Update on the responsibility to respect and parent company liability: what the Court of Appeal's judgment in Okpabi and others v Royal Dutch Shell Plc and another means for UK multinationals
In October 2017, we wrote that the Court of Appeal in Lungowe and others v. Vedanta and KCM [2017] EWCA (Civ) 1528 risked creating a "Catch 22" for English domiciled multinationals - by fulfilling the responsibility to respect human rights under the UN Guiding Principles (UNGPs) and implementing a group human rights policy, the parent company could inadvertently create a duty of care under English law giving the English courts jurisdiction over claims against both parent and subsidiary. On Valentine's Day 2018, the same Court handed down its judgment in Okpabi and others v Royal Dutch Shell Plc and another [2018] EWCA Civ 191. It goes some way to resolving this risk and offers helpful guidance to UK multinationals on how to fulfil the UNGPs without increasing their legal risk.
Background
In January 2017, the High Court decided in favour of Shell and its Nigerian subsidiary, upholding challenges to the jurisdiction of the English courts over claims by victims of oil leaks from pipelines in the Niger Delta. The judge found that the claimants had failed to present a properly arguable case that Shell owed them a direct duty of care. Absent proceedings against a UK-domiciled anchor defendant, there was no connection between the claims against the Nigerian subsidiary and the English courts. The claimants appealed on the basis that the judge had erred in his analysis.

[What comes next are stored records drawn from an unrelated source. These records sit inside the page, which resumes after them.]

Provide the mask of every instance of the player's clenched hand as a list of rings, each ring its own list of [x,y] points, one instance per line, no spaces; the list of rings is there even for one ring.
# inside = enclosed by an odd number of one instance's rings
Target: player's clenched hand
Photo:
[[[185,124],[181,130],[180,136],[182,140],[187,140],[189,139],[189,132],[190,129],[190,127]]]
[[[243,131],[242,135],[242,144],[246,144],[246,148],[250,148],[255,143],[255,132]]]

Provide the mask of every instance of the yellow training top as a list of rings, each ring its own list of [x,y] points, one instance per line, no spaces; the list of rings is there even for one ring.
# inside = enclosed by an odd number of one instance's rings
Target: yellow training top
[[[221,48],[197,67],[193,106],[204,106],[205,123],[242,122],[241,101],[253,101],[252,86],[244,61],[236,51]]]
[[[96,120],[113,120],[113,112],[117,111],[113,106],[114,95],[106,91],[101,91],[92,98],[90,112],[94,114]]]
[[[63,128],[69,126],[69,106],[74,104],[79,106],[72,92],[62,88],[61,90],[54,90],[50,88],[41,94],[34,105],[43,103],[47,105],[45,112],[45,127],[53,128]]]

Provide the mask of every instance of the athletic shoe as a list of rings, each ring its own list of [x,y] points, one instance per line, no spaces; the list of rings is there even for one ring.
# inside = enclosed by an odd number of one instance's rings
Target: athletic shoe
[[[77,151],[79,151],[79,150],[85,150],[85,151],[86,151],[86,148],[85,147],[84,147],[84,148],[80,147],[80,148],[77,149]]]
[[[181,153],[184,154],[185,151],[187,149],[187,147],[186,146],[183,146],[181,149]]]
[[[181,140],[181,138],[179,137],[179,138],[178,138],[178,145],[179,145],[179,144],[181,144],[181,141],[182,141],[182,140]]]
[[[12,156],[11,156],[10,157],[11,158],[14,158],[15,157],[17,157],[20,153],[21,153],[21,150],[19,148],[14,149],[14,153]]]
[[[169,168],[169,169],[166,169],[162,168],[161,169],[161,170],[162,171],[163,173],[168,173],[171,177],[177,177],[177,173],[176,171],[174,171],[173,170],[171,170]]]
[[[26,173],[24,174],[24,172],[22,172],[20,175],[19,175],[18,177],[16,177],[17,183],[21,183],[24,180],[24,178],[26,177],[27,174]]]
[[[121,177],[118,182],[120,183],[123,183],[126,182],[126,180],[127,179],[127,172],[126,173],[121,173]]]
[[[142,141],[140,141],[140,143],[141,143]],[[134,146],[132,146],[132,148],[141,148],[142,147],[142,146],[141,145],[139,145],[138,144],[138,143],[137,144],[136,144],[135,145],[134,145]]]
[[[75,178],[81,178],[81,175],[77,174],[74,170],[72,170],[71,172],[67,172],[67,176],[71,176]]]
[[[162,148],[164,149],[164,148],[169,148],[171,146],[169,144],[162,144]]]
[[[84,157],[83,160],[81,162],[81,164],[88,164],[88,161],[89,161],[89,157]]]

The appeal was dismissed. A majority of the Court of Appeal (Sales J dissenting) agreed with the judge's conclusion (albeit that they disagreed with aspects of his analysis). All three justices applied the ‘seven propositions’ material to the existence of a parent company duty of care set out by the same Court in Vedanta [83]. This was not challenged by either party and should now be considered settled law.
Does adopting a group human rights policy increase the likelihood of a parent owing a direct duty of care?
It was the third of these propositions (that a parent might owe a duty to a third party directly affected by the operations of a subsidiary in circumstances where the ‘parent company has taken direct responsibility for devising a material health and safety policy the adequacy of which is the subject of the claim or controls the operations which give rise to the claim’) which prompted concerns that English multinationals would be dissuaded from fulfilling their responsibility under the UNGPs, including to devise, publish and implement group human rights policies.
Notably, the Court in Shell did not restrict the application of this proposition to ‘health and safety’ policies, instead referring generally to ‘policies the adequacy of which is the subject of the claim’ [88, 132], and considering evidence from Shell's sustainability report (amongst other, non-health and safety specific, documents). On this basis, there would be nothing to prevent an English court from considering a company's human rights policy in determining whether a duty of care arises to prevent human rights violations which also give rise to a cause of action under the applicable law.
However, all three judges agreed that the mere existence of such policies does not create a duty of care. Simon LJ held that:
‘The issuing of mandatory policies plainly cannot mean that a parent has taken control of the operations of a subsidiary (and, necessarily, every subsidiary) such as to give rise to a duty of care in favour of any person or class of persons affected by the policies’. [89]
The Court distinguished between a parent company which takes steps to ensure that there are proper controls in place by establishing an overall system of mandatory policies, processes and uniform practices, on the one hand, and a parent company which actually seeks to exercise control, on the other [125, 140]. Only in the case of the latter might a duty of care arise (for example, where a parent company implements the policy or carries out due diligence on a subsidiary's behalf).
So, the short answer to the question posed above is ‘no’. UK multinationals should not be deterred by these cases from adopting global human rights policies and frameworks. However, in practice, they should ensure that:
- the policies are applicable to all group companies rather than specific companies; and
- the responsibility for implementing these policies (including by carrying out due diligence) rests at subsidiary level. As we wrote previously, not only will this reduce the risk of a duty of care arising, it will likely be more effective in preventing an adverse human rights impact in the first place. To ensure that operating company personnel can effectively discharge this function, businesses should consider allocating resources to ensure that they are properly trained in human rights due diligence and prevention.
This post comes to us from Hogan Lovells, and has been co-authored by Peter Hood and Julianne Hughes-Jennett.